Poco a poco noté un cambio en su plumaje. Los colores empezaron a verse más brillantes y las formas de sus plumas atrevidas, casi elegantes. Podía decirse que bonitas.

—Sincronio —no recuerdo si pensé o lo expresé en voz alta—, tus plumas están cogiendo tonos plateados.

Una cresta dorada se formaba a lo largo de su cabeza. Sincronio pareció aceptar el elogio y por primera vez evitó mirarme para admirar su reflejo en el espejo.

—Hoy cumples un año —le dije, pero no me oía. Me dio la sorpresa de que había aprendido a volar viendo a las demás aves pasar por la ventana.

Una de esas noches, en que las condiciones biorrítmicas de los seres vivientes sufren altibajos, Sincronio trató de escabullirse para ir quién sabe a dónde. Yo no se lo impedí y se lo hice saber, que para eso no tenía jaula. Que se fuera si quería.

Pero Sincronio se quedó, me cantó pidiendo mil perdones y se arrancó para darme la más hermosa de sus plumas.

Las estaciones pasaron: verano, otoño, invierno y primavera.

Muchas canciones desfilaron por el hit parade; por los teatros, muchas obras; y por el parque, mucha gente. Una mañana soleada me preparé para ver a los niños, a los viejitos jugando ajedrez y a los mimos en el parque. Para el ave hubo otra cosa que hacer. Había conocido las gaviotas en la playa y otras aves en el bosque.

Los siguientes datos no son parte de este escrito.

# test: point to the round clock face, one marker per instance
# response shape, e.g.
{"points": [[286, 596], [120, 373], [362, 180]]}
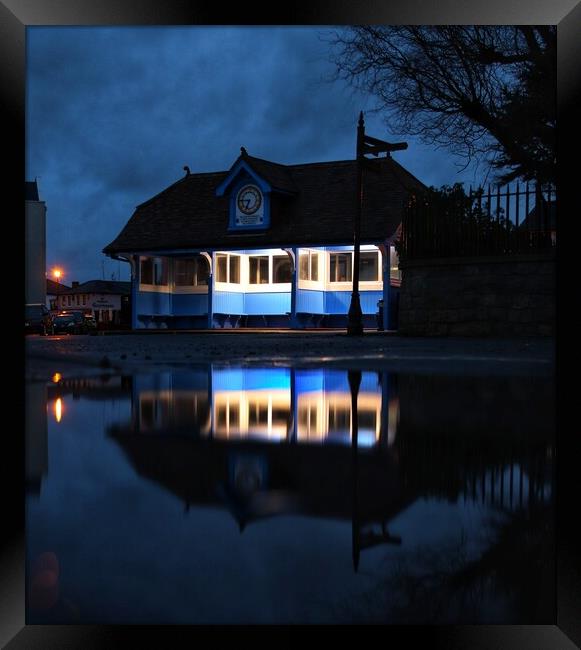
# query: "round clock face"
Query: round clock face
{"points": [[249, 199]]}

Sincronio no regresó de su última salida. Si se quedó en la playa, no lo sé, o si escogió el bosque, no sabría adivinar. Por un par de días mantuve abierta la ventana, pero después la cerré, porque empezaba el frío. Gasté el tiempo por ahí, en los lugares, viendo cine. Decidí que debía renovarme y boté mil cosas que otros recogieron. No tuve la esperanza de que Sincronio regresara. Llevaba una penita que dolía más cuando me detenía a pensar en su ingratitud. No es que fuera tan esencial para mi vida, pero sí me era importante su presencia.

Balanceé mis pensamientos en su contra, diciéndome que más injusta había sido yo con él, cuando todavía era un avechucho. Me repetí el cliché de que “más se perdió en la guerra”. No pude evitar, sin embargo, mi rebeldía ante la perenne impotencia humana para controlar las circunstancias. La emprendí contra todas las cosas que relacioné con él. Me sentí herida e imaginé a Sincronio que venía a despedirse con el pretexto de que su dependencia hacía mí le había hecho mucho daño.

El pájaro estaba entre los suyos aunque no perteneciera a ninguna especie conocida. El error había sido mío, por querer alimentar algo que no tenía ni la más remota relación con mis necesidades y aspiraciones. Sincronio era un Ave Fénix al que yo había dado vida con mis sueños.

Tras el sofá, en el suelo, donde muchas veces se posó para mirar a las demás aves cruzar por la ventana, descubrí una pluma. Su color era sinuoso, de un oscuro indefinido.

Recogí la pluma y la guardé debajo de mi almohada.